From ce3477410a3b5fd3435ffa617aa9dd01a4d01771 Mon Sep 17 00:00:00 2001
From: Jingyi Xi <flotherxi@gmail.com>
Date: Tue, 21 Apr 2026 15:57:43 +0800
Subject: [PATCH 1/3] [Common][PyTorch] Fix int32 overflow and -1 sentinel
 handling in moe_permute

Two independent bugs in transformer_engine/common/permutation/permutation.cu
and the PyTorch extension caller reproduce on main (264da2b) and v2.13:

1. int32 overflow in moe_unpermute_kernel and moe_permute_kernel.
   `source_token * num_cols` and `source_row * num_cols` are computed with
   int, so for long-sequence MoE workloads where num_out_tokens * num_cols
   reaches 2**31 (e.g. 2**18 tokens x 2**13 hidden), the pointer offset
   wraps and the kernel either reads garbage or raises
   `an illegal memory access was encountered`.
   Widening source_token, source_row and dest_row to int64_t inside the
   kernels keeps the index arithmetic in 64 bits without changing any
   public types.

2. Incorrect handling of -1 sentinels in the routing indices.
   Libraries such as DeepEP (and any expert-parallel mask that sets
   non-local (token, slot) pairs to -1) feed a routing_map that contains
   -1 entries. `cub::DeviceRadixSort::SortPairs` is signed ascending, so
   those sentinels land at the HEAD of sorted_row_id, not the tail.
   moe_permute_row_map currently writes -1 only for idx >= num_out_tokens
   and reads the sentinel prefix as if it were a valid sorted id,
   producing bogus row_id_map writes (for instance
   `source_row / topK == 0, source_row % topK == -1`).

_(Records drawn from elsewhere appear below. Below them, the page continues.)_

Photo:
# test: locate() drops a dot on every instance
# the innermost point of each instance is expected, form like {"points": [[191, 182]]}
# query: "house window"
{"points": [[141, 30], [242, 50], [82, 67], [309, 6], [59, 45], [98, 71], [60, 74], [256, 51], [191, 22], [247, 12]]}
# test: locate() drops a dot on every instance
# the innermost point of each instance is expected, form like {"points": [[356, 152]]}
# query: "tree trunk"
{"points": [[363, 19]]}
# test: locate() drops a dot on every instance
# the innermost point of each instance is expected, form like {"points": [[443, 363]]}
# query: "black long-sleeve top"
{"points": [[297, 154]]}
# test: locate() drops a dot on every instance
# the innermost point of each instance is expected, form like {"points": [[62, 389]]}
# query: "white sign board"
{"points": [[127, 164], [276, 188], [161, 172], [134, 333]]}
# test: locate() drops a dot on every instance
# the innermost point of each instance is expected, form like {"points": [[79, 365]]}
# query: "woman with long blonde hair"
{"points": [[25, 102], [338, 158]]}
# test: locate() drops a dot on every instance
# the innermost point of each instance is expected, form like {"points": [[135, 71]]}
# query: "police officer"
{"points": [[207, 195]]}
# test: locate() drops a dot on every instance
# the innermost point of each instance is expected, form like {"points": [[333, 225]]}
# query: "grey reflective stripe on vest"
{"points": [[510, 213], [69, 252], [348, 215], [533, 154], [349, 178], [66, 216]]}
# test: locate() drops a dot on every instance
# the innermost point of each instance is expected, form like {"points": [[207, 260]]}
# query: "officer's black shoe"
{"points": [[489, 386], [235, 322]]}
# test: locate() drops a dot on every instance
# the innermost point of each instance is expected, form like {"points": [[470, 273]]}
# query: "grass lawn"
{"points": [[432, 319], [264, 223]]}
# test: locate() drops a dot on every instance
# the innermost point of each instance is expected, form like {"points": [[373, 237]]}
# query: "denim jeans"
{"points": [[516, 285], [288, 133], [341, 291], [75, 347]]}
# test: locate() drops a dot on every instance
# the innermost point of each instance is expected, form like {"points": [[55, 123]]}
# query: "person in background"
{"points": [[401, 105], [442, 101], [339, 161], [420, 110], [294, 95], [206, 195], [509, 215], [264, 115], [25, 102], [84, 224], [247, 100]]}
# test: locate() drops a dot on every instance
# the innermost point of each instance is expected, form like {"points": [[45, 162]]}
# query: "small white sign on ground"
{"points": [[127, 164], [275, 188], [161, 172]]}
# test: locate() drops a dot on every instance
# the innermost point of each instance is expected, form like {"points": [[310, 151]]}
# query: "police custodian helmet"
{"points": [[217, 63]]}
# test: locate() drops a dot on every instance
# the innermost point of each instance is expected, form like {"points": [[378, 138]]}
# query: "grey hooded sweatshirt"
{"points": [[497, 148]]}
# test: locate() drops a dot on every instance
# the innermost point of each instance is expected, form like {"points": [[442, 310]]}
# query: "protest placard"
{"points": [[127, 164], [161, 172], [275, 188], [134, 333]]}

   The caller now advances sorted_row_id_ptr past the num_minus_ones
   prefix and pre-fills row_id_map with -1 via torch::full, so the
   kernel only processes the valid suffix and never dereferences a
   sentinel.  The launcher's grid switches from num_rows*topK blocks
   to num_out_tokens blocks to match the new valid range.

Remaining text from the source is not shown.